More confident: Researches have proved that holding and comforting a baby when needed during the first six months of life tend to be more confident and secure later on.
Is it always good to have a strong bonding with your child?
Having a special attachment have surely many advantages but it has some disadvantages that you should not ignore.
For instance, depending on the day, there are moment my son would not let me having a shower because he wants me to hold him at this particular moment.
Or in some occasions, he wants to sit on my lap while I am sitting on the wc. (yeah, I know!)
Could it be sometimes that he thinks that our personalities are merging?
I do know that the first months of life a baby thinks that he’s part of his mother. Could it be still possible that this feeling keep continuing from time to time?

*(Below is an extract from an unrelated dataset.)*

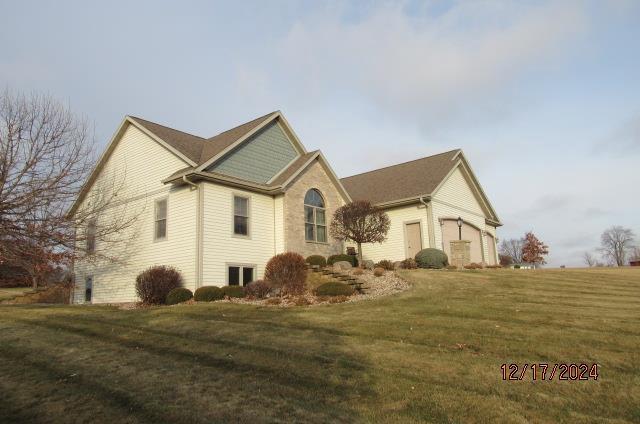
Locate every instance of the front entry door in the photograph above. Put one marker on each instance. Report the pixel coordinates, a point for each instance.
(414, 239)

A strong bond with your child may have a negative effect for the mother if she lives her life through her child only. I remember seeing a TV program many years ago showing a mother who had a strong bonding with her daughter, her unique child. Once, her daughter had to leave the nest, to go to university miles away from home, the mother entered in deep depression. She had difficulties to cope with the separation. She felt she needed to call her daughter every day. She just couldn’t go over the fact that her daughter has grown up and she needed her own space.
However, this strong bonding can surely affect your child too. He or she might not want to leave the cozy nest so easily.
By having a too strong relationship with your child, you might end up over protecting him or her and not let them live their own experience.
Well, I am happy to have this strong bonding with my son. However, I am able to take some breaks from him. No matter how much I love him, I have no problem to have some time just for me. As a matter of fact, he stays two days a week with a childminder and this will be even increased to 3 days.
I want to make sure that our relationship is healthy and well-balanced.
In conclusion, it is very important to bond with your child as it helps to be more secure and confidence in his/her adult life. However, it is crucial that the bonding does not become a threat to prevent your child to develop properly.
And you, what is your experience in term of bonding with your little one?